Another great way to incorporate Groovy into your enterprise Java projects is Groovy SQL. GSql makes JDBC access so easy and Groovy's seamless Java integration and dynamic nature provides for some interesting ways to take advantage of it.
In this example we'll build a utility class that will use convention to turn an SQL select statement into a List of data transfer objects.

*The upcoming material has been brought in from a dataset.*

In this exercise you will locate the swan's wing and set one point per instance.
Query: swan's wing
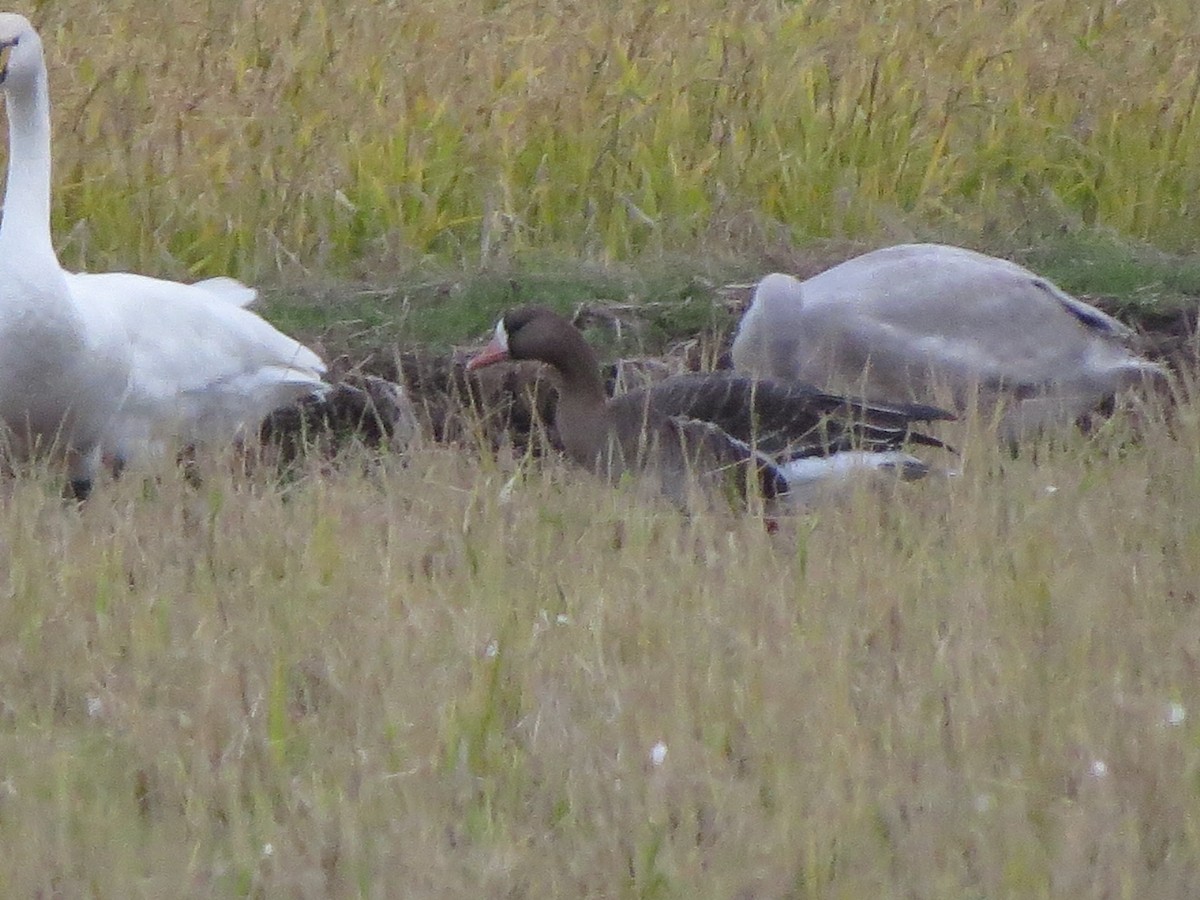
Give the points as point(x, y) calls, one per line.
point(786, 418)
point(202, 369)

Our goal here is to take an SQL statement and a Class, execute that statement and use the results to populate instances of the Class. We will assume the convention of camel case for object properties and underscores for database fields, so that a field called
LAST_NAME would be mapped to a property called
lastName. We will also assume that the select statement will only return fields that have a corresponding property in the Class.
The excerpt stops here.